We have manually labeled part-of-speech tags for the first 3176 sentences of the English bitext. These gold tags can be found here: en_lines-ud-train.conllu. The file format is in the CoNLL-U format. The 4th column contains the manually annotated POS Tag. Use the alignment files from the previous step to project the tag onto the Swedish tokens. Please format the projected alignments using the CoNLL-U format. There are freely available paresers online for this format. If you use one, please reference it with proper ACL style bibilographic citations as well as link to the repository.

DELIVERABLES:

  • CoNLL-U file (.conllu) for IBM Model 1 Alignments on the first 3176 Swedish sentences (15 points)
  • CoNLL-U file for IBM Model 4 Alignments (15 points)

Generate New Data

We have 1032 lines of new English data that we want to project into Swedish here: dev_pos_bitext.en and CoNLL-U file here: en_lines-ud-dev.conllu. Translate it into Swedish and re-run the first two steps. You can do this by concatenating the 1032 lines onto the end of your bitexts. You can use any automatic machine translation system for the transforming the raw English text into Swedish. Again, please provide ACL style citations and a link to the translation system. If you have built your own system, please note that here.

DELIVERABLES:

  • Translate English into Swedish automatically and provide translations (2 points)
  • Run GIZA++ on new, larger bitext. Report IBM Models 1 & 4 Alignment scores on the same first 10 sentences (10 points)
  • Write a 2-3 sentence paragraph as to why and how these scores have changed (3 points).
  • Project English alignments from this file: onto your new Silver Swedish dataset and return the 1032 sentences in a CoNLL-U format (15 points)

Propose Improvements

There are a lot of ways that this could be improved.
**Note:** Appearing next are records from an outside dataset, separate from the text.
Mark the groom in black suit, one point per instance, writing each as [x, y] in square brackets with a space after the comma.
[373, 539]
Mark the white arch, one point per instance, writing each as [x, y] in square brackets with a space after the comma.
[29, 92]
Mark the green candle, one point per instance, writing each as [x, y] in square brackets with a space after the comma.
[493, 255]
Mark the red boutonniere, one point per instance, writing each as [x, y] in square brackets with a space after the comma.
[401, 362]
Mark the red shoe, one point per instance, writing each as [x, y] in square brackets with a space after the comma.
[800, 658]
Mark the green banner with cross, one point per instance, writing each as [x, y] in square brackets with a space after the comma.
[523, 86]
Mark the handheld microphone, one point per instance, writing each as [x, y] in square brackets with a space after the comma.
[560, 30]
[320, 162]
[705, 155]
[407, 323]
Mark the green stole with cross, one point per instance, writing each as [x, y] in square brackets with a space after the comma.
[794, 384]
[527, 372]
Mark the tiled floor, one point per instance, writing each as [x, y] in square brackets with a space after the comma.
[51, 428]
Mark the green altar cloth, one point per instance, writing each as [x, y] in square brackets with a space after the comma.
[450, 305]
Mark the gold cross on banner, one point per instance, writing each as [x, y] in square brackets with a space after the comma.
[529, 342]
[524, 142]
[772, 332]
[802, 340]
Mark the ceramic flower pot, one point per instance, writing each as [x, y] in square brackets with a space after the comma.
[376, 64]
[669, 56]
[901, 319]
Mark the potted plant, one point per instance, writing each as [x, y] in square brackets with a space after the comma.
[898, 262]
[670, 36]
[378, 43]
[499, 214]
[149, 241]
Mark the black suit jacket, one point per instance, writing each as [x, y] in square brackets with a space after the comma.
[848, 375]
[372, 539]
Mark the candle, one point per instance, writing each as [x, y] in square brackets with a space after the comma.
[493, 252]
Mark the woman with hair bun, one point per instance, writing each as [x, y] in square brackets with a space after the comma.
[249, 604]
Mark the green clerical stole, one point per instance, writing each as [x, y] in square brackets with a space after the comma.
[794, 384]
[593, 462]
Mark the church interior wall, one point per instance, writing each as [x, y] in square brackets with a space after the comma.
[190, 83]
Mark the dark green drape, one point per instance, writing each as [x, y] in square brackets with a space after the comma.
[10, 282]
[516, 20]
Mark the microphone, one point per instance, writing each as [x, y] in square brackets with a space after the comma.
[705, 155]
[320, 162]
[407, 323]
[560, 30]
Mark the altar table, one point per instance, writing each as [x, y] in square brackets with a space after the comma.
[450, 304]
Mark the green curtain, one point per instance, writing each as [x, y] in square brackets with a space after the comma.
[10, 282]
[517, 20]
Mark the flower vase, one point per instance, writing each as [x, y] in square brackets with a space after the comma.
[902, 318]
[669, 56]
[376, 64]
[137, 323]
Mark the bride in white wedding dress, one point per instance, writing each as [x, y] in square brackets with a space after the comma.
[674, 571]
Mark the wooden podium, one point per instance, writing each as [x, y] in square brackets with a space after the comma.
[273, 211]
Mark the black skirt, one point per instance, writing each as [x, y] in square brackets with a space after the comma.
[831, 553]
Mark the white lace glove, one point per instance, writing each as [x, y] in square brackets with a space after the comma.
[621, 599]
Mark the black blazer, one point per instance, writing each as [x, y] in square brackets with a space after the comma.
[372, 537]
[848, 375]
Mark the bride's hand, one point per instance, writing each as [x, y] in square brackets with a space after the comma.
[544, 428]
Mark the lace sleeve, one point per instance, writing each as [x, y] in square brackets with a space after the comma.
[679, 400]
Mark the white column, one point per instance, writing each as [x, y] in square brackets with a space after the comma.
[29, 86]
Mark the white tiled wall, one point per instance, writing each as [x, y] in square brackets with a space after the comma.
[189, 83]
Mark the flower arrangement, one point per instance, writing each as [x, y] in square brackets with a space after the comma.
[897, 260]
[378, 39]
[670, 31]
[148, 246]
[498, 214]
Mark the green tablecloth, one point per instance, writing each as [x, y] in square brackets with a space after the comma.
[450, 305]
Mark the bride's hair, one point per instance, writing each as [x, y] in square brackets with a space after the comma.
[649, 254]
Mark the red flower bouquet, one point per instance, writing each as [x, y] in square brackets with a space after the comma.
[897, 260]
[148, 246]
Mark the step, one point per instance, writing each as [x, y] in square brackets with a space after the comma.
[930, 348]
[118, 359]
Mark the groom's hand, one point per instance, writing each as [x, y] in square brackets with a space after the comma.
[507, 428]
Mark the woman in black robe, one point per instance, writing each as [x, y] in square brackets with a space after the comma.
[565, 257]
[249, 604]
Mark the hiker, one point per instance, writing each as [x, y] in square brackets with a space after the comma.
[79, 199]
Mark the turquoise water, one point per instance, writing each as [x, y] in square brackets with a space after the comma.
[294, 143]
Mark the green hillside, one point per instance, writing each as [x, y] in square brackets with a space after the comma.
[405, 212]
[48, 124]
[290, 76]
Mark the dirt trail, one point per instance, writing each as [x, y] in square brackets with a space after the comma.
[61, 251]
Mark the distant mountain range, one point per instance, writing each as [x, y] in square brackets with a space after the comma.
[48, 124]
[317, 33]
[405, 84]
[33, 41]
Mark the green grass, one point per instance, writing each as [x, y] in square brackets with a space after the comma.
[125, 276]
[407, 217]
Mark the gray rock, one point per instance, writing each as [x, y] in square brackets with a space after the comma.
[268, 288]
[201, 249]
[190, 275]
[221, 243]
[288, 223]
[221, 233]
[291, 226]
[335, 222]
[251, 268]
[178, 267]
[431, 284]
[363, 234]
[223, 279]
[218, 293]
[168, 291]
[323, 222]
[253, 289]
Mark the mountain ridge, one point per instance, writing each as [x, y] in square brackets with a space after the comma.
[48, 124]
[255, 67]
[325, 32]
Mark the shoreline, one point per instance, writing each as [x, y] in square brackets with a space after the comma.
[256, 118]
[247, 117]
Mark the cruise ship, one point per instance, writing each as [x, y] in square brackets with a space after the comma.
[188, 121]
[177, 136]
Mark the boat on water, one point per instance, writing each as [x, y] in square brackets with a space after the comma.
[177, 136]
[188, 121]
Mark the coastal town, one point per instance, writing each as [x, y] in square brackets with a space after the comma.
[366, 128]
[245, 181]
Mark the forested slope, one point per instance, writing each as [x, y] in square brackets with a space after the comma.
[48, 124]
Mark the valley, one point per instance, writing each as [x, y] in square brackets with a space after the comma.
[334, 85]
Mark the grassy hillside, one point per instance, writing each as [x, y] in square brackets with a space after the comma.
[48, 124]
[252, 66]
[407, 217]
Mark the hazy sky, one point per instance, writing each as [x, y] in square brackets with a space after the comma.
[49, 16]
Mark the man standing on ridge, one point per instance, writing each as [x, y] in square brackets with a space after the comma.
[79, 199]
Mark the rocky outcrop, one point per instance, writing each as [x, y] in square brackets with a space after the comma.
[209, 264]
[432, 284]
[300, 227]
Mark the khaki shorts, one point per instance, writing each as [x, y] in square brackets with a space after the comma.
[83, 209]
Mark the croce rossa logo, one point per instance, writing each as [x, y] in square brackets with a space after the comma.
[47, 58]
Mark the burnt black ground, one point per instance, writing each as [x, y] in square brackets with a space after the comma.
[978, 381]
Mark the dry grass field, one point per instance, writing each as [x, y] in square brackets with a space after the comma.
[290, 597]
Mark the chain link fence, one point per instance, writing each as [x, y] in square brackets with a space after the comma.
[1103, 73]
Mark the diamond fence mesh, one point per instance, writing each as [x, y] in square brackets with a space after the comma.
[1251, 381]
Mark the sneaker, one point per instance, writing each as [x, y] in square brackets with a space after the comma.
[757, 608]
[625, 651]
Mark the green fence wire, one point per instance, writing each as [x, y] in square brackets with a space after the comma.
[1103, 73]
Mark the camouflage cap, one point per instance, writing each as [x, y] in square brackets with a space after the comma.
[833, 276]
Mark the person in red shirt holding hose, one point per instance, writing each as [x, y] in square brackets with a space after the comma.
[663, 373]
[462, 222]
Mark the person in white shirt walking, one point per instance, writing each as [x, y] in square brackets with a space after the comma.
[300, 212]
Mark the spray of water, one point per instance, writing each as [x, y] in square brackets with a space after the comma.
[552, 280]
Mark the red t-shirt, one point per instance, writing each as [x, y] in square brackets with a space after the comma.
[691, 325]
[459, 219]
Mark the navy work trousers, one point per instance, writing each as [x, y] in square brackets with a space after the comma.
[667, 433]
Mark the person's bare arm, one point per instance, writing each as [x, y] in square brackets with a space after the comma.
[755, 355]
This could be from better alignment models (IBM Models 5, HMM, AWESOME Align), from data augmentation, dataset cleaning, etc. Propose and implement 2 methods.

DELIVERABLES:

  • CoNLL-U file for 1032 sentences using new approach 1 (10 points)
  • CoNLL-U file for 1032 sentences using new approach 2 (10 points)

Write-Up

Please write about 500 words on the assignment. Include disucssion about how and why the method fails, systematic problems with this silver dataset creation, additional potential fixes that may help, etc. Also, please discuss how you expect this to behave on at least two other languages? How will language family, morphology, script, etc. affect results?

DELIVERABLES:

  • 500 word short answer (10 points)